Hausgottesdienst Sonntag Palmarum - 05.04.2020 - Pfarrer Kurt Boltres



Die Gnade unseres Herrn Jesus Christus und die Liebe Gottes und die Gemeinschaft des Heiligen Geistes sei mit uns allen Amen.


Wir lesen das Predigtwort für Palmsonntag, geschrieben bei Markus 14,3-9


3 Und als er in Betanien war im Hause Simons des Aussätzigen und saß zu Tisch, da kam eine Frau, die hatte ein Glas mit unverfälschtem und kostbarem Nardenöl, und sie zerbrach das Glas und goss es auf sein Haupt. 

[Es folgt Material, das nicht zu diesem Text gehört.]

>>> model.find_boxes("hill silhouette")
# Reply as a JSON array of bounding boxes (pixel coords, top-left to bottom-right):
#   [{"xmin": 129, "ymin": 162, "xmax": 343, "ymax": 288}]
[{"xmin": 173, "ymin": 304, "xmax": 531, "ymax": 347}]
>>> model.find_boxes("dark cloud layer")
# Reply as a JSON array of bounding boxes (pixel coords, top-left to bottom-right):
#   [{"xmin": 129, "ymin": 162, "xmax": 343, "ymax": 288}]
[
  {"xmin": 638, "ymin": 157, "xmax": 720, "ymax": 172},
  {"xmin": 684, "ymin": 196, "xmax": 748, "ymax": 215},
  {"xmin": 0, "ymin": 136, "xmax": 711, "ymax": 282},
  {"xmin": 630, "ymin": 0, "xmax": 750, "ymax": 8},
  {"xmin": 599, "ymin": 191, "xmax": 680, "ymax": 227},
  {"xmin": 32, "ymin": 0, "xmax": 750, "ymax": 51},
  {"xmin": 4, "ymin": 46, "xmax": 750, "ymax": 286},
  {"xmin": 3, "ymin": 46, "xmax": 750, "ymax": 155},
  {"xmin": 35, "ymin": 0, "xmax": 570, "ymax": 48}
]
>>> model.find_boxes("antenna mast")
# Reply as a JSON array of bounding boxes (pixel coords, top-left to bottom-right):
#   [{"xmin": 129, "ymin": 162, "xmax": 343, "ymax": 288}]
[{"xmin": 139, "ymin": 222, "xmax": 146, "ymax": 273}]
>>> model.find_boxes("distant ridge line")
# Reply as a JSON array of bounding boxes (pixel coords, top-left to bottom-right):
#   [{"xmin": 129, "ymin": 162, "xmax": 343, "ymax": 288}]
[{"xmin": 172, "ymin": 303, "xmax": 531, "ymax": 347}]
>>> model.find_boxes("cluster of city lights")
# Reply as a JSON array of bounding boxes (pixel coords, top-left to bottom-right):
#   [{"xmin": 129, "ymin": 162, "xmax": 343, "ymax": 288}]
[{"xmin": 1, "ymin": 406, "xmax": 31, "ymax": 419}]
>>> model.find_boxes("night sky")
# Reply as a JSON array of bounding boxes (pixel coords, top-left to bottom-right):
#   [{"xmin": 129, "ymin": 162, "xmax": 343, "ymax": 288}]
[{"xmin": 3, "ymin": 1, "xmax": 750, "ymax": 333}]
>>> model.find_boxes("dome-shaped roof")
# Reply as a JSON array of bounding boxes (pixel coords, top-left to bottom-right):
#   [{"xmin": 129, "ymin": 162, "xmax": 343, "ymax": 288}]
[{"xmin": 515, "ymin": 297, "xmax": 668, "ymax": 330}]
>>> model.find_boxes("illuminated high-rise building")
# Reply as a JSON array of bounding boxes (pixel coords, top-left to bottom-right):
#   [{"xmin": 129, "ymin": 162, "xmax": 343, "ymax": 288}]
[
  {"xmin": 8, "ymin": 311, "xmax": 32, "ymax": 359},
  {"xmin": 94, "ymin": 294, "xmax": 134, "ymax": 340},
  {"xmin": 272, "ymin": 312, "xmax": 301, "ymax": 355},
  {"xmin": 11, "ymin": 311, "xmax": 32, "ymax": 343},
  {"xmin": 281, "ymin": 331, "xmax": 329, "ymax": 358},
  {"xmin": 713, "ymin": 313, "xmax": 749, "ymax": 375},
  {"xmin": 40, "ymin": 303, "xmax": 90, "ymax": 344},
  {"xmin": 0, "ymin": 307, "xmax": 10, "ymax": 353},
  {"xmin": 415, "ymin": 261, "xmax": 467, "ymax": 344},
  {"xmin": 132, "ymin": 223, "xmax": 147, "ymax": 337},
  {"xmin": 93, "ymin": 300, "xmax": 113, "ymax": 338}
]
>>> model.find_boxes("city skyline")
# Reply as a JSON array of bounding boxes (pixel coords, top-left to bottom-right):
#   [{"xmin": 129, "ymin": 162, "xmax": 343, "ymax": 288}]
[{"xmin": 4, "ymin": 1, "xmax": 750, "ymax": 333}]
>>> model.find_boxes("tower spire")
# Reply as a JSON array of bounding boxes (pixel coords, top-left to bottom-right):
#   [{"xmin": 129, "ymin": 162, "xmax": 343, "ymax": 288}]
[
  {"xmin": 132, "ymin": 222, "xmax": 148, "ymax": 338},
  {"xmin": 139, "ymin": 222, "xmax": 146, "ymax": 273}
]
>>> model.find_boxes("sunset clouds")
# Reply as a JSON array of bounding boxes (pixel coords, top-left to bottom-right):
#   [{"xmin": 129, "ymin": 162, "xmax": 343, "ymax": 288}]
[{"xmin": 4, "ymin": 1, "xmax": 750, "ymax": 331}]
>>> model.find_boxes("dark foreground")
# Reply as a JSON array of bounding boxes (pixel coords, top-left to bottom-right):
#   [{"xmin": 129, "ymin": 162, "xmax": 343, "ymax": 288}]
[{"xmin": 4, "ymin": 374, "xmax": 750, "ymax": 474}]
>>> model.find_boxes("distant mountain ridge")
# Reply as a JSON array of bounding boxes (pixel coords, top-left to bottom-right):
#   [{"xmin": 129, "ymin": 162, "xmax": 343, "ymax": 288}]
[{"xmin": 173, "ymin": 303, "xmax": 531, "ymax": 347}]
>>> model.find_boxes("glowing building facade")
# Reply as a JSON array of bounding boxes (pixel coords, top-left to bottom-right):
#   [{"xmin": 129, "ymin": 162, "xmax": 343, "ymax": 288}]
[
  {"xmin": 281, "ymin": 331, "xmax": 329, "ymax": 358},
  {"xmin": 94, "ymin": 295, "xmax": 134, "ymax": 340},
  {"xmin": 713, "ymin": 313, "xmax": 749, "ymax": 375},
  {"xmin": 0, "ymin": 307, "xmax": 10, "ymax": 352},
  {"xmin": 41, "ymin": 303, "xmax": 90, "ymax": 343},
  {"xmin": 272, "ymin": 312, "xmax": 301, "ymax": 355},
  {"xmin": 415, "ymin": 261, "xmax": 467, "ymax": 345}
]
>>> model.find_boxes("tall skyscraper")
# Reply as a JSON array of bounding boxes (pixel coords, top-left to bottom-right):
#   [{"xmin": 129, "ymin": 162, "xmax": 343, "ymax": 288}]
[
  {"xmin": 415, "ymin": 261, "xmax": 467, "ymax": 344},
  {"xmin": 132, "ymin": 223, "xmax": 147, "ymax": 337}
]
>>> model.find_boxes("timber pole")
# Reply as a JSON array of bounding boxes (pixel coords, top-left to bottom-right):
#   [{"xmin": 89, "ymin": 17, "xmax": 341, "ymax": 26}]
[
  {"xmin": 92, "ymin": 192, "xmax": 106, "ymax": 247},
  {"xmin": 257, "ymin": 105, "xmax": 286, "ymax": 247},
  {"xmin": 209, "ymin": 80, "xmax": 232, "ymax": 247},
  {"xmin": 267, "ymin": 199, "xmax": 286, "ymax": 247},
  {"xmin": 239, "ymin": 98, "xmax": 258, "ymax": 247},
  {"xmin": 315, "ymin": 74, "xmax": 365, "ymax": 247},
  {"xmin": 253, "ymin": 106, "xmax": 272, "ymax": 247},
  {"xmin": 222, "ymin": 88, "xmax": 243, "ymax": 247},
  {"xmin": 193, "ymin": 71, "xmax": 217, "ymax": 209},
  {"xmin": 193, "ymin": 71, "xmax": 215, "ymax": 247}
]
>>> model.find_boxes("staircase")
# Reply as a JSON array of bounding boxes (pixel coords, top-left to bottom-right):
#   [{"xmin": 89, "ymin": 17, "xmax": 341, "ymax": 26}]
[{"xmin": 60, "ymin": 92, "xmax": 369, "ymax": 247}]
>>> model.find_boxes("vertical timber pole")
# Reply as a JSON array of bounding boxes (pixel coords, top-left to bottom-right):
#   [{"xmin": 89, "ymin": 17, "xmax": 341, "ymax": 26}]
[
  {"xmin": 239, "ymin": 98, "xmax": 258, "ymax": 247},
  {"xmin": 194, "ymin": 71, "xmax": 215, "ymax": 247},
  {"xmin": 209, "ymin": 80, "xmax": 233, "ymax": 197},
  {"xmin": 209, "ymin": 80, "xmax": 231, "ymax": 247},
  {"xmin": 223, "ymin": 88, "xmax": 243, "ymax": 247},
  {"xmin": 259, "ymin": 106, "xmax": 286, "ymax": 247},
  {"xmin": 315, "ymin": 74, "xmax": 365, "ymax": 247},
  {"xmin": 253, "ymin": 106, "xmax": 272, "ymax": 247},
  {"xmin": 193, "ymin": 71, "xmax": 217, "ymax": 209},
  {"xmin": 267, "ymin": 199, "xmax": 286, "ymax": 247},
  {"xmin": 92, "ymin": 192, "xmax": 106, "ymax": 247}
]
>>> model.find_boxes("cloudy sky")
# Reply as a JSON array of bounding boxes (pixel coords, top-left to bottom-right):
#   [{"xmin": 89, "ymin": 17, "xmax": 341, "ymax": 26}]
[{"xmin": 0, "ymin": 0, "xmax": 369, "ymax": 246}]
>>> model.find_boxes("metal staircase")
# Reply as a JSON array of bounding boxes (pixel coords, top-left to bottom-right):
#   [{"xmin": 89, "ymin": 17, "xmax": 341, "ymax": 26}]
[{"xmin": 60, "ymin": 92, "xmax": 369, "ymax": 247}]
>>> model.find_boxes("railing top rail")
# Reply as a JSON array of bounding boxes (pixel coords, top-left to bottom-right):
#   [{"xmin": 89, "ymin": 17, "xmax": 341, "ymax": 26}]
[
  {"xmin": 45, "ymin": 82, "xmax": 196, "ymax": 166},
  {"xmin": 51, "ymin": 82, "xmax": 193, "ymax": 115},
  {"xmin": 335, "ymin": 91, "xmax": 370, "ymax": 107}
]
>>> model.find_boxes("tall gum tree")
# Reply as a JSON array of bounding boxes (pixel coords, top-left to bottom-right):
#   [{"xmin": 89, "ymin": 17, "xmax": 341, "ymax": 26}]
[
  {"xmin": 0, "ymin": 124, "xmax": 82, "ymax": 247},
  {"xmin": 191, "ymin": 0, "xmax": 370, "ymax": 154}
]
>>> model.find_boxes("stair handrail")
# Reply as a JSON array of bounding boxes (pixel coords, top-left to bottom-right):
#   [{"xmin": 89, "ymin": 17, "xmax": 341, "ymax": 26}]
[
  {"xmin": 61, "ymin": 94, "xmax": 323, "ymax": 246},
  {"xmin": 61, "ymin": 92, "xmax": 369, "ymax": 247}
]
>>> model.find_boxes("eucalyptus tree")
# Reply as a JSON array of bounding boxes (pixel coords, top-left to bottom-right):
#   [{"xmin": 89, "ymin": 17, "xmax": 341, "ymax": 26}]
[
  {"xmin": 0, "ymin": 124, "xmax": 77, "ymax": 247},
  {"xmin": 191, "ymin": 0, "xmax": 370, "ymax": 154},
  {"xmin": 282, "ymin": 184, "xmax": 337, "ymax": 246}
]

4 Da wurden einige unwillig und sprachen untereinander: Was soll diese Vergeudung des Salböls? 

5 Man hätte dieses Öl für mehr als dreihundert Silbergroschen verkaufen können und das Geld den Armen geben. Und sie fuhren sie an.

6 Jesus aber sprach: Lasst sie in Frieden! Was betrübt ihr sie? Sie hat ein gutes Werk an mir getan. 

7 Denn ihr habt allezeit Arme bei euch, und wenn ihr wollt, könnt ihr ihnen Gutes tun; mich aber habt ihr nicht allezeit. 

8 Sie hat getan, was sie konnte; sie hat meinen Leib im Voraus gesalbt für mein Begräbnis. 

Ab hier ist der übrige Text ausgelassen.